A new documentary will claim that Margaret Thatcher’s government allowed the BA jet to land in Kuwait in August 1990 despite the fact that Iraqi troops had crossed into the country.
For many years there has been speculation that up to a dozen special forces troops boarded the civilian flight at the last minute and were to be delivered behind enemy lines to gather intelligence.
John Major, who succeeded Thatcher as prime minister, has strongly denied that any military personnel were on the aircraft and that passengers had knowingly been put at risk.
Now, however, some of the men involved in the mission are understood to have spoken about the operation for the first time to documentary film-makers.
It is claimed that they were part of a “black operations” unit put together by MI6 to track the deployment of Iraqi troops from inside Kuwait. Crucially, it is claimed, the men were all ex-special forces soldiers or former intelligence officers, making it possible for the government to distance itself from their activities.
The revelation has prompted anger among British passengers on the flight. Some of them will meet Norman Baker, the Liberal Democrat MP, at Westminster tomorrow to call for an independent public inquiry.

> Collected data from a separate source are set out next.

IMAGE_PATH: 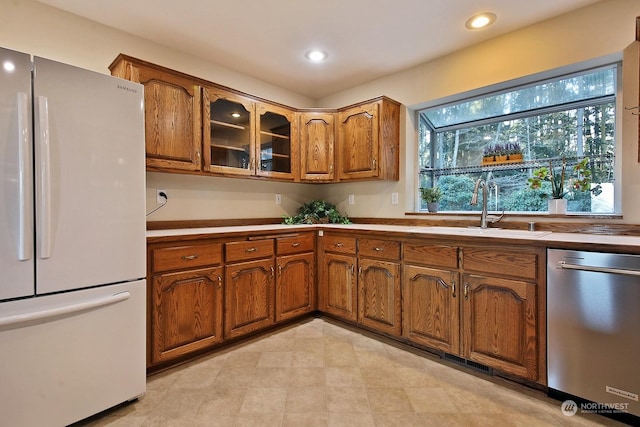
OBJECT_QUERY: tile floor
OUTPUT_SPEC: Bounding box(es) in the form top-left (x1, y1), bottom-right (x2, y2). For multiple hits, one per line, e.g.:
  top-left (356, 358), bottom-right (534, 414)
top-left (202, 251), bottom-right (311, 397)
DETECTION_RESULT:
top-left (80, 319), bottom-right (622, 427)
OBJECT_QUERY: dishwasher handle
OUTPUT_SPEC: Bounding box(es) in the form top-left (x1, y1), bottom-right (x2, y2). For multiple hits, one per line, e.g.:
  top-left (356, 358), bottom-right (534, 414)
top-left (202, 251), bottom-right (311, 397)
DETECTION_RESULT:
top-left (558, 261), bottom-right (640, 276)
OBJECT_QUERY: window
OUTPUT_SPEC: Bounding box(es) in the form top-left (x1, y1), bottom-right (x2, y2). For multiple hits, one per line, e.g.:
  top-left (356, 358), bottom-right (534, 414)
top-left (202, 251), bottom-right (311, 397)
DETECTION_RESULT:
top-left (418, 65), bottom-right (618, 213)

Last night John Chappell, who was 14 at the time of the incident and subsequently suffered post-traumatic stress disorder, said: “I think there’s been a disgusting whitewash. I’m bitter that my own government can’t be honest about what it does.”
Chappell was among more than 350 passengers on flight 149 — including about 140 Britons — when it left London for Madras, India, and Kuala Lumpur, Malaysia, on August 1.

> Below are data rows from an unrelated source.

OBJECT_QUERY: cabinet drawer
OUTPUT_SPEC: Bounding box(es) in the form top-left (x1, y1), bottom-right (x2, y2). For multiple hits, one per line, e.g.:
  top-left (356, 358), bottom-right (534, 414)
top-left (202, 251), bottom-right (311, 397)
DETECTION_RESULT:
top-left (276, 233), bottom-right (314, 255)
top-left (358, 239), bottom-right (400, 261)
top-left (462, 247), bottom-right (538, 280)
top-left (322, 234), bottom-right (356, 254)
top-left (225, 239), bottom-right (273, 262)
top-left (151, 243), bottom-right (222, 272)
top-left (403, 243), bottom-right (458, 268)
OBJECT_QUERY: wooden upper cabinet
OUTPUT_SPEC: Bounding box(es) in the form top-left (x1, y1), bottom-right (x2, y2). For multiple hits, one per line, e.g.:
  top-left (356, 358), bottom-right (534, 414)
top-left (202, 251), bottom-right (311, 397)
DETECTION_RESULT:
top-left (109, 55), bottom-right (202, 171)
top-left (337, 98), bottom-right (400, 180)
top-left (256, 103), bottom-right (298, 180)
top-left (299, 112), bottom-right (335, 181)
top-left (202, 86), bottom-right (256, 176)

The plane landed to refuel at Kuwait airport early the next morning. The documentary, made by Blakeway Productions for the BBC and the Discovery Channel in America, is expected to claim that Iraqi troops had moved into Kuwait while the flight was still in the air and that it could have been diverted elsewhere.
This contradicts what Thatcher told the Commons at the time. “The British Airways flight landed, its passengers disembarked and the crew handed over to the successive crew . . . this all took place before the (Iraqi) invasion,” she said.

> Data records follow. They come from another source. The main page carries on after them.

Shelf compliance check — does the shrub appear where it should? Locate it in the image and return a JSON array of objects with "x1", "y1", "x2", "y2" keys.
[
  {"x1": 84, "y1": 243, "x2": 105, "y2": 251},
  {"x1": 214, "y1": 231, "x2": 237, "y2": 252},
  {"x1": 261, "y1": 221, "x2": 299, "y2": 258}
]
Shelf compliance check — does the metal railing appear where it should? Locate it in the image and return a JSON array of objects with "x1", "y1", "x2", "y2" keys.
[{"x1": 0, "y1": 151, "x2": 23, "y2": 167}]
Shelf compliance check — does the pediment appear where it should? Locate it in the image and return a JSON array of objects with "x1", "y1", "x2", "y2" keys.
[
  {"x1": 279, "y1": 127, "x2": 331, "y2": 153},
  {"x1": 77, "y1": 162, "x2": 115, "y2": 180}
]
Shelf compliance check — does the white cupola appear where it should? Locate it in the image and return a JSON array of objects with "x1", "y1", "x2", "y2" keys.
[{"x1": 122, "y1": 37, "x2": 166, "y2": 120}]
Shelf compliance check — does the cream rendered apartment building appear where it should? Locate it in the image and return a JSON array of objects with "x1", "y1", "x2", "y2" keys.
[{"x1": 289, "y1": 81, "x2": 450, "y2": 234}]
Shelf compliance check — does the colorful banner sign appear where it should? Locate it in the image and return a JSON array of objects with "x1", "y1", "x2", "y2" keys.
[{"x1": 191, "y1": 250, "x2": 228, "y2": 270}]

All the passengers did get off the aircraft, but with the Iraqis now in control of the airport, they were seized. One BA stewardess was raped by Iraqi soldiers, it was reported at the time. Many passengers were later taken to strategic locations in Kuwait to act as human shields, while a smaller number were sent to places in and around Baghdad, including a nuclear-enrichment plant.
They were among hundreds of westerners held against their will by Saddam. The plight of the human shields was encapsulated by Stuart Lockwood, 5, the son of expatriate workers in Kuwait, who was shown on Iraqi television being patted on the head by the tyrant.
The new documentary will claim that the undercover agents on BA149 evaded capture and went on to provide valuable intelligence that helped the allies win the first Gulf war.
BA, which has always denied wrongdoing, was ordered to pay more than £5m in damages to French passengers on board the flight following two court cases in Paris. However, none of the Britons on BA149 has received compensation.
The Foreign Office said: “The government’s position has already been outlined to parliament and we have a long-standing policy of not discussing intelligence matters.”
A spokesman for Major said: “Sir John would never knowingly mislead parliament.”